Cette clause porte atteinte à la liberté fondamentale d’agir en justice et cause un préjudice aux salariés, qui doivent être indemnisés.
1/ Une clause du PSE contestée en justice
Dans cette affaire, une entreprise de plus de 300 salariés a mis en place un PSE dans le cadre d’un licenciement collectif pour motif économique.
Plusieurs salariés licenciés ont contesté leur licenciement devant la justice, arguant que :
- Leur licenciement était sans cause réelle et sérieuse.
- Le PSE était insuffisant.
- Une clause du PSE était illicite, car elle conditionnait le versement des indemnités au fait de ne pas engager d’action en justice contre l’employeur.

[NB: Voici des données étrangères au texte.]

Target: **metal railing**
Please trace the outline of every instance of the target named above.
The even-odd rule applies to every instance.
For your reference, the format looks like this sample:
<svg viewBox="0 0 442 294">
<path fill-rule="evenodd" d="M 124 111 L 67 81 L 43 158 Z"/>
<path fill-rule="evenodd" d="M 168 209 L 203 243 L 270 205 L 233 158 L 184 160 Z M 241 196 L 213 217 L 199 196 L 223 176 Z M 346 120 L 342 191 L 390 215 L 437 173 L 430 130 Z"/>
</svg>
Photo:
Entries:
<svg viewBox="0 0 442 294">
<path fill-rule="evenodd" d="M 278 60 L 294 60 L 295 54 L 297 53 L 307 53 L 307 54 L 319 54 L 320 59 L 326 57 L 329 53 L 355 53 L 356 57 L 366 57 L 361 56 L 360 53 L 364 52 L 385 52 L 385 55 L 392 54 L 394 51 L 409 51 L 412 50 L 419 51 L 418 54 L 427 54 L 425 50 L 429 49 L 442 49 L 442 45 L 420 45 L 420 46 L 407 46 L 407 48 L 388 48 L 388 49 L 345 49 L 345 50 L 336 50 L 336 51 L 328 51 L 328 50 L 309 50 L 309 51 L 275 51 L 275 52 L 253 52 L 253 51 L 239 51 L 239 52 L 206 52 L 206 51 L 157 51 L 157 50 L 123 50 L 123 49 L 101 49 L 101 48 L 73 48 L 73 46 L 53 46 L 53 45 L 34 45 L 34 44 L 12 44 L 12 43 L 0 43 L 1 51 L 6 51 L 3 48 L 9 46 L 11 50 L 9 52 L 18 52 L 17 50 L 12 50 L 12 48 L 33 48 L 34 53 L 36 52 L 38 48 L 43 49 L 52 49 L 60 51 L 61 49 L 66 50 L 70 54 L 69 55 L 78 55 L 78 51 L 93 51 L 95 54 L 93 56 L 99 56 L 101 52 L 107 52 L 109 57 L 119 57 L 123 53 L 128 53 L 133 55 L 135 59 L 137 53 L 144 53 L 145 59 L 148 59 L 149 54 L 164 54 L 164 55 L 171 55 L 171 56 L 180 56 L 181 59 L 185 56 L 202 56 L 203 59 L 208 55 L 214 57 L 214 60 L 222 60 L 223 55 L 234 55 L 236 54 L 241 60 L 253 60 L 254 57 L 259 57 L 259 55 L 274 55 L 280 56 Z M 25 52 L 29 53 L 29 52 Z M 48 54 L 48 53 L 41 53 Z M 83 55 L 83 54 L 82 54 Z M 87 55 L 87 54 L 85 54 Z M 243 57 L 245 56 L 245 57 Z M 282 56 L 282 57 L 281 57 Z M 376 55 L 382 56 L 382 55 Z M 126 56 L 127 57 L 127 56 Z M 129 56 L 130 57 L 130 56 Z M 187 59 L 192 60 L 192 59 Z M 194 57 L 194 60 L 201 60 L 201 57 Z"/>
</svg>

La cour d’appel leur a donné raison sur l’ensemble de ces points et a condamné l’employeur à verser 2 500 euros de dommages-intérêts par salarié pour la clause illicite.
L’employeur a alors saisi la Cour de cassation, qui a rejeté son pourvoi.

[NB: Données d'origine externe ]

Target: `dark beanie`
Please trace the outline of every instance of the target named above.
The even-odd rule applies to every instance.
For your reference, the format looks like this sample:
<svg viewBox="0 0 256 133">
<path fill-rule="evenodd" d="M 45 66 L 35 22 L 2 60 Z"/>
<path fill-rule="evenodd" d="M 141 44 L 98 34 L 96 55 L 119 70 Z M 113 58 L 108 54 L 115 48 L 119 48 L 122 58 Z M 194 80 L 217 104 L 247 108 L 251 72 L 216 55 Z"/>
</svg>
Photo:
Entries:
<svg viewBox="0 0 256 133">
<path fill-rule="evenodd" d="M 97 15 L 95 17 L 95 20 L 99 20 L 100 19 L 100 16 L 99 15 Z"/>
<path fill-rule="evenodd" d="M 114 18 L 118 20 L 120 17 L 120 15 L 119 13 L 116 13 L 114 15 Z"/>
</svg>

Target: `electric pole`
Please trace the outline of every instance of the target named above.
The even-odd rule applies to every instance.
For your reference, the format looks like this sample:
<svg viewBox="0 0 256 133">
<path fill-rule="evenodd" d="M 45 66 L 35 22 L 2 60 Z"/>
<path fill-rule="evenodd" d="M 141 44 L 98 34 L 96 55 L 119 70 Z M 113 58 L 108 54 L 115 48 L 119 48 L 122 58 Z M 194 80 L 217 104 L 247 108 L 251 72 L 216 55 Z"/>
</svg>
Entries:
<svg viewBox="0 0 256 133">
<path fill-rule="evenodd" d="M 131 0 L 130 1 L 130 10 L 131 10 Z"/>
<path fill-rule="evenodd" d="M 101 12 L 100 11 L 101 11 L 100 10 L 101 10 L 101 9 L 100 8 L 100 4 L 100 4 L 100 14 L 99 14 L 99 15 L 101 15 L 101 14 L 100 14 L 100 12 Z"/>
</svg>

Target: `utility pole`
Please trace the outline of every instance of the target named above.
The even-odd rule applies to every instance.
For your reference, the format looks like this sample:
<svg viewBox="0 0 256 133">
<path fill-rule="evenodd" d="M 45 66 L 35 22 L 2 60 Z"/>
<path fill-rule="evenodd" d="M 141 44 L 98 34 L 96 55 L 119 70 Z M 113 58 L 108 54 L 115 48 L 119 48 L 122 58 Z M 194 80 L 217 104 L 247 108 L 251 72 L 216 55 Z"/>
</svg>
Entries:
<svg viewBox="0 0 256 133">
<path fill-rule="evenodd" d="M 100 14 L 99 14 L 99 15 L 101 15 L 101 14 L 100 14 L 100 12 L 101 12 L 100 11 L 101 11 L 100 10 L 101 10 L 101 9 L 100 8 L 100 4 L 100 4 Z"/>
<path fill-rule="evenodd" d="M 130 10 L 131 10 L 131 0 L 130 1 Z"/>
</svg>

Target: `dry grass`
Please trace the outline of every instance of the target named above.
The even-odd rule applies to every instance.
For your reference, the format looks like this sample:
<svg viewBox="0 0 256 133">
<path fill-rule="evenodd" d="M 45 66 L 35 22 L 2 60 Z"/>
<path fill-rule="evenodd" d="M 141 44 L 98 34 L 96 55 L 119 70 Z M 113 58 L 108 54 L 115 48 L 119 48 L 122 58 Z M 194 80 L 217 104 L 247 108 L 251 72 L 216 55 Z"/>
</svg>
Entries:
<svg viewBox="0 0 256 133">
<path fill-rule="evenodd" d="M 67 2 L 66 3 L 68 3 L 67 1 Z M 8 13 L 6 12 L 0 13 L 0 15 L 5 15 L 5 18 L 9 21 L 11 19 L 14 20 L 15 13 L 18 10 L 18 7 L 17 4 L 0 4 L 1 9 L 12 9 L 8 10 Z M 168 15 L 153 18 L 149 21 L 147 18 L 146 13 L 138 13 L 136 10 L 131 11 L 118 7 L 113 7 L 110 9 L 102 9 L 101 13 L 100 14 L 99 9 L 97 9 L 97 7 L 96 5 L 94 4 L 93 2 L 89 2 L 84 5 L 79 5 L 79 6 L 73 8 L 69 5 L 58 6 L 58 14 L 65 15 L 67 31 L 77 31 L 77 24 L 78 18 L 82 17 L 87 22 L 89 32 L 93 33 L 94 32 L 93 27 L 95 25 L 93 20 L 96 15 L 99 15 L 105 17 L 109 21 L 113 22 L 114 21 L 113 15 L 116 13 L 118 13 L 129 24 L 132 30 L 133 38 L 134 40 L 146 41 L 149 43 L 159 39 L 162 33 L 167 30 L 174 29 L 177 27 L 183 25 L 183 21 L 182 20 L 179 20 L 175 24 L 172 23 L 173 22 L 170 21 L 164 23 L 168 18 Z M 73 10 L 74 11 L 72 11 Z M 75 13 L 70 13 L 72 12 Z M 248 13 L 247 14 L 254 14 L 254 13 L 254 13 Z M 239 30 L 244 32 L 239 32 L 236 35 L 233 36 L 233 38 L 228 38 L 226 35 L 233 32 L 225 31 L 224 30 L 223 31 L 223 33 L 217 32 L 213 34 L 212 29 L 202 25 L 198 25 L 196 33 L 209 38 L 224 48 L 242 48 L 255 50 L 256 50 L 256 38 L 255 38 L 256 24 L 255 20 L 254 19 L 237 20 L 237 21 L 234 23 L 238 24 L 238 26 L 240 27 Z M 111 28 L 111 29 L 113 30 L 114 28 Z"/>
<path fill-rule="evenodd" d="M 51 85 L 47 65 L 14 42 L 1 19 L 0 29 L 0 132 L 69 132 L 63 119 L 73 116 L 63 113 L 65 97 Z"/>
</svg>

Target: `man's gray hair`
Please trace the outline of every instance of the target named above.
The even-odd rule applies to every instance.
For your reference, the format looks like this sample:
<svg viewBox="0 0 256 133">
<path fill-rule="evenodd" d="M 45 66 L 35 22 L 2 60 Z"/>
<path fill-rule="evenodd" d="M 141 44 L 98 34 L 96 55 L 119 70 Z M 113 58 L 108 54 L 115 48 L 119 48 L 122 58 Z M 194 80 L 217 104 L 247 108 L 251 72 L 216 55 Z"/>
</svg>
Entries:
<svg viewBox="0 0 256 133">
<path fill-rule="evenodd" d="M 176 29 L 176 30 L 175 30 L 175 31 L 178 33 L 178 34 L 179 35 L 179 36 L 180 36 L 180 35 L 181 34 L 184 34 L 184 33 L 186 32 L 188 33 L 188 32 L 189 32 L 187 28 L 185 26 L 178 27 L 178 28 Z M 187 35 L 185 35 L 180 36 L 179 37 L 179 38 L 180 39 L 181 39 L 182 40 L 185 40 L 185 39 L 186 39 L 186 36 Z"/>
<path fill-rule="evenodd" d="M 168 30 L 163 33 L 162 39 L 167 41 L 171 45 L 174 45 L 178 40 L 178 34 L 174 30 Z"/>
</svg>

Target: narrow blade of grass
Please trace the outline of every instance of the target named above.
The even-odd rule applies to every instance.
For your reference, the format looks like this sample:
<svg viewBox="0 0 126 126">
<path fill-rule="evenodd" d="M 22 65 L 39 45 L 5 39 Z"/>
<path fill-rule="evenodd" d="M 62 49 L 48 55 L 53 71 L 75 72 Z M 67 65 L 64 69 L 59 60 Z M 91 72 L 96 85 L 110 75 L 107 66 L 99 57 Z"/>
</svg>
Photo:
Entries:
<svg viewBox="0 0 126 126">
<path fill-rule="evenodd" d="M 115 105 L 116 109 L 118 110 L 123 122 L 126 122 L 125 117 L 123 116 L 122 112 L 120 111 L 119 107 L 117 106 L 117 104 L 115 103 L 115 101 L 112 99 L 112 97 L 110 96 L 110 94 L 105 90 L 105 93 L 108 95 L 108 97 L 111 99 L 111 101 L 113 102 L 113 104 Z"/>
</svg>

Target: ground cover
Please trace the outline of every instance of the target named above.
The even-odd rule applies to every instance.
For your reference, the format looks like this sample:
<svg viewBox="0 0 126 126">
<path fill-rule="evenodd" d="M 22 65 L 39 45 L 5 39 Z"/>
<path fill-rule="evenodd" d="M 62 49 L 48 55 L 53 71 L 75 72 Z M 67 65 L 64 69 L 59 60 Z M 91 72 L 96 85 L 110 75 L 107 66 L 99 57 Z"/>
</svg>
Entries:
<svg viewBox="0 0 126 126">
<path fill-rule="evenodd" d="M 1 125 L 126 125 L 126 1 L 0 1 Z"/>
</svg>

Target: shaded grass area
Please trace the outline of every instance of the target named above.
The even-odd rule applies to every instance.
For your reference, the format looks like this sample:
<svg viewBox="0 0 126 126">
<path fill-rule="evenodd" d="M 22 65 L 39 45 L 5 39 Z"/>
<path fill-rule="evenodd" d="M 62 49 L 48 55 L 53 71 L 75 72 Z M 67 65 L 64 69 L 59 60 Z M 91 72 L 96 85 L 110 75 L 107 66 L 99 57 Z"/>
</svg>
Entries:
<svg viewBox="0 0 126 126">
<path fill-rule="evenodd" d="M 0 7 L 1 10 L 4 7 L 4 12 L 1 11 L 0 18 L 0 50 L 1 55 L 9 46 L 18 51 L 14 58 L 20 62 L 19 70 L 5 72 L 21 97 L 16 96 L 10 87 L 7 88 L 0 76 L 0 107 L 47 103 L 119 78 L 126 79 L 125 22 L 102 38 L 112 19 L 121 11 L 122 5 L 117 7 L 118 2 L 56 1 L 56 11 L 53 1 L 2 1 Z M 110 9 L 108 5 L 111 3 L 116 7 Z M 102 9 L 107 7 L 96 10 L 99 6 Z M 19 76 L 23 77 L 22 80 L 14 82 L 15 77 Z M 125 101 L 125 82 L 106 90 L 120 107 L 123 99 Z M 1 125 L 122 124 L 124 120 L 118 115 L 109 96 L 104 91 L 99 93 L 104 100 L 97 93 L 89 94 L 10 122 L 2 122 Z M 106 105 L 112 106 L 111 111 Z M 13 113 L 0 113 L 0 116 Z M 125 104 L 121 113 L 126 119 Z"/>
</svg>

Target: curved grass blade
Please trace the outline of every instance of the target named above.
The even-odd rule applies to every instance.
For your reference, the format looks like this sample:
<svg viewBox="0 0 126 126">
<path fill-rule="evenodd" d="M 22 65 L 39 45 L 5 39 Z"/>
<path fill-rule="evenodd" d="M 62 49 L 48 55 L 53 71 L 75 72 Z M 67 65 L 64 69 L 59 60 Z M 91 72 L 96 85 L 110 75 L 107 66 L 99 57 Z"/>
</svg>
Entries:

2/ Une clause interdisant toute action en justice en contrepartie d’indemnités
La clause en question prévoyait que :
- Les indemnités du PSE ne seraient versées que si aucun contentieux collectif (du Comité d’Entreprise ou du Comité d’Hygiène, de Sécurité et des Conditions de Travail) n’était engagé sur la régularité de la procédure de licenciement ou sur les mesures de reclassement.
- Chaque salarié licencié devait fournir une garantie écrite attestant qu’il n’engagerait pas de recours individuel contre son licenciement.
Cette clause était clairement destinée à empêcher les salariés de contester leur licenciement et à verrouiller tout contentieux contre l’entreprise.
Or, conditionner le versement d’un droit à la renonciation à une action en justice constitue une atteinte directe à la liberté fondamentale d’agir en justice, garantie par :
- Le Code du travail (article L. 1221-1).
- La Convention européenne des droits de l’homme (article 6, paragraphe 1).
3/ L’argument de l’employeur : la clause n’a pas été appliquée, donc pas de préjudice
L’employeur a tenté de minimiser la portée de la clause, en expliquant qu’elle n’avait pas été appliquée.
Il a souligné que les salariés avaient pu engager des actions en justice sans être sanctionnés, et a donc contesté la condamnation aux dommages-intérêts.
Selon lui, puisque les salariés ont pu agir librement, il n’y avait pas de préjudice, et donc pas de raison de l’indemniser.
4/ La Cour de cassation rejette cet argument et confirme la nullité de la clause
La Cour de cassation ne suit pas l’argumentation de l’employeur et rappelle que le simple fait qu’une clause illicite existe suffit à justifier un préjudice pour les salariés.
Elle valide le raisonnement de la cour d’appel, qui a estimé que :
- Même non appliquée, cette clause a créé une pression psychologique sur les salariés.
- Ce type de clause peut dissuader des salariés d’exercer leur droit fondamental à un recours en justice.
- Ce préjudice, bien que immatériel, est réel et doit être indemnisé.
L’entreprise est donc condamnée à verser 2 500 euros par salarié à ce titre.
5/ Conséquences pour les employeurs et les salariés
- Les employeurs ne peuvent pas insérer de clauses interdisant ou dissuadant les salariés d’engager une action en justice.
- Même si une telle clause n’est pas appliquée, elle reste illicite et expose l’employeur à des sanctions financières.
- Les salariés doivent être indemnisés si une pression leur a été imposée via une telle clause.
- Cette décision ne se limite pas aux PSE, elle s’applique à toute rupture du contrat de travail où un employeur tenterait d’empêcher un salarié d’exercer son droit d’agir en justice.
Référence : Cour de cassation, chambre sociale, 22 janvier 2025, n° 23-11033 D.